The authors of these studies endeavored to capture 10+ year outcomes for the highest possible percentage followup for their reverse total shoulders; yet data on only 25% to 50% of the cases were attainable. How representative is this sample of the overall results: are patients with followup likely to have better or worse outcomes than those lost to followup? Out of a cohort of patients having RSA, which patients would be most likely to make themselves available for 10 year clinical and radiographic followup?
The implants available for RSA a decade ago are no longer commonly used. Techniques have changed as has preoperative planning. How well do these 10+ outcomes from surgeries done a decade ago predict the 10+ year outcomes of the RSAs being done today? Will the complications be less frequent?
Many of the patients having 10+ follow up after RSA were older and had their procedure performed for the original indication: rotator cuff tear arthropathy. Now RSAs are being increasingly performed for younger patients and for those with other diagnoses, including osteoarthritis with an intact cuff - a diagnosis conventionally treated with an anatomic arthroplasty (aTSA). In determining the comparative value of RSA to aTSA, clinical investigators will need to stratify patients by diagnosis as well as age and sex.
These articles document that complications continued to accrue well after first two to five years post reverse arthroplasty. The complications include dislocation, glenoid loosening, humeral loosening, glenoid fracture, humeral fracture, inadequate seating, polyethylene wear, acromial stress fractures, infection, nerve injuries, and scapular notching. Thus long term studies are important in pointing out that patients remain at risk for complications a decade after surgery.
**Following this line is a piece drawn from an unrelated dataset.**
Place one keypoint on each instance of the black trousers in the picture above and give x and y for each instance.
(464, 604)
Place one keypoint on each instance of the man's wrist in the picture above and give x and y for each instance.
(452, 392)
Authors have presented "survival rates" as a quality outcome metric. "Survival" is commonly defined as retention of the implant. With the RSA, implants may be retained even if there is a debilitating complication, such as dislocation, displaced acromial stress fracture, or neurological injury. Implant retention may not indicate clinical success.
The question about whether the comfort, function and radiographic appearance change over time cannot be addressed by comparing, for example, the mean Constant scores on the 50 patients that were available for followup at 2-5 years with the mean Constant scores for the 25 patients that were available for followup at 10 years. In this example it may be better to take the 25 patients with 10 year data and look at the data for each of these patients at 1, 2 and 5 years after surgery.
A last point is that because of the importance of including the maximum percentage of the original group of patients having RSA in the final followup, we need to make it as easy as possible for the patient to continue to participate in the clinical followup program. Thus the program needs to include (1) explaining the importance of followup to all patients having the procedure and consenting them prospectively for long term followup, (2) using an outcome metric that is short and equally valid whether it is completed in the surgeon's office, electronically or by postal mail (i.e. one that doesn't require travel for a physical examination, but rather one that is based on the patient's self-assessed comfort and function), (3) obtaining a preoperative baseline assessment, and (4) organizing a system for reminding patients to submit their assessments of their shoulder at the desired intervals after surgery. Our preference for the Simple Shoulder Test lies in the facts that it meets the above criteria and provides data on individual shoulder functions of importance to the patient, rather a single number composite score based on weighting of different elements that may be of different importance to different patients.